Mais alors, à l'ère de l'IA qui a toute la connaissance, l'école a-t-elle encore un sens? Oui, c'est la manière, la forme qui doit changer pour encourager l'ouverture d'esprit et stimuler les compétences humaines mais à bien y regarder, les matières "traditionnelles" restent pertinentes:

  • La communication orale et écrite pour interagir afficacement avec l'IA mais également pour communiquer efficacement les résultats;
  • les maths (hé oui ;-)) constituent le fondement théorique de nombreux concepts clés de l'IA, ils sont nécessaires pour interpréter les résultats produits par les modèles d'IA et évaluer la fiabilité, la précision et les limites des prédictions et des recommandations générées par les systèmes d'IA.
  • la programmation: la connaissance d'au moins un langage de programmation est intéressante, comme Python, couramment utilisé en IA.
  • la philosophie et l'éthique pour réfléchir de manière critique aux implications éthiques, sociales et légales de l'IA. Comprendre les biais dans les données, l'impact sur la vie privée et la responsabilité des décisions prises par des systèmes d'IA est crucial pour une utilisation responsable de la technologie.
  • l'histoire et la géographie, pour développer la pensée globale et l'ouverture à la diversité: dans un environnement mondialisé, comprendre les diversités culturelles, la tolérance et l'appréciation de la diversité permettra de collaborer efficacement avec des personnes de différentes cultures et horizons.
  • A mon sens, les sciences humaines comme la sociologie, la psychologie, les neurosciences demeurent des matières et des connaissances à enseigner et étudier.
  • Quant à l'apprentissage des langues, moi qui ai toujours été une fervente défenderesse du trilinguisme, je m'interroge quant à sa pertinence, à terme. Certaines langues ne vont-elles pas disparaître (moins une langue est répandue, moins elle nourrira l'IA. L'IA traduit tout en temps réel)?
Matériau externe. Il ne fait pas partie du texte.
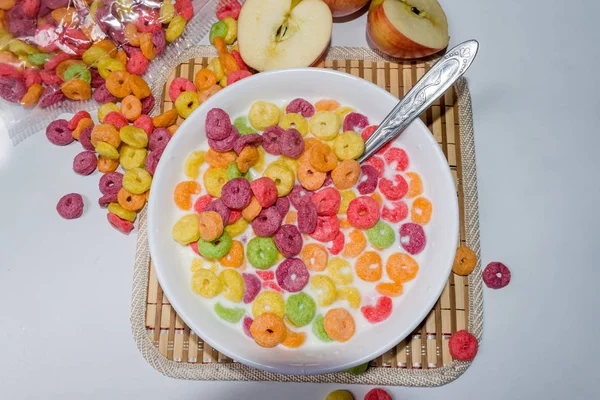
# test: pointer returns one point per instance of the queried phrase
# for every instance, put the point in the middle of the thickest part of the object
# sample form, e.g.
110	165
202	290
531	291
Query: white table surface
65	285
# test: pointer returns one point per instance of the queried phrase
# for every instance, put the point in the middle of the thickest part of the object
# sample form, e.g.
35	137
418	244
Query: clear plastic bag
47	67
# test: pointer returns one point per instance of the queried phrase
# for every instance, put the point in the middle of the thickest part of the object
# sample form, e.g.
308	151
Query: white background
65	285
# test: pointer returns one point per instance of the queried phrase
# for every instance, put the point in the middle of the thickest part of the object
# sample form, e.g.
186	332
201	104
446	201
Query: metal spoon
427	90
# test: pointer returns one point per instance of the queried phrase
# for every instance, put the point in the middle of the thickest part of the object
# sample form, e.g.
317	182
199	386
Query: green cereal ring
261	252
79	72
219	28
300	309
381	235
319	329
218	248
38	59
232	315
242	126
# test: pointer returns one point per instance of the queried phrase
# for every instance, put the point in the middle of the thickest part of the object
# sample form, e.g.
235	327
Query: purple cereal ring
367	183
226	144
307	217
236	193
51	95
102	95
12	89
217	124
217	205
299	196
272	140
85	163
267	222
111	183
283	205
253	139
292	143
288	240
355	122
292	275
70	206
58	132
159	139
300	106
85	138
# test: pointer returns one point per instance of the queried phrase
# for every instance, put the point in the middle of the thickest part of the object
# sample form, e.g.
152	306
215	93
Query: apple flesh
407	28
341	8
275	34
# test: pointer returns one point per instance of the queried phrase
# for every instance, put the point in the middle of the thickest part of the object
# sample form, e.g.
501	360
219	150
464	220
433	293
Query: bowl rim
295	370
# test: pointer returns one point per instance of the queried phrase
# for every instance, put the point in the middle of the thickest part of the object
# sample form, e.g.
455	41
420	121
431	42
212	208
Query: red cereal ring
363	212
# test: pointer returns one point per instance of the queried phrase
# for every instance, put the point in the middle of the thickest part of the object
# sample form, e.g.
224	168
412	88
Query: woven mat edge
373	376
Ce que je retiens de cette expérience qui m'a menée beaucoup plus loin que le "simple" fait de tester des applications d'IA ou de disrupter mon job, c'est qu'il y a beaucoup à faire, beaucoup à apprendre, beaucoup d'opportunités aussi.. et qu'il y a urgence.

Aurélie Couvreur, Strategy Wizard, Digitaly.

 

Merci à mon formidable relecteur qui se reconnaîtra.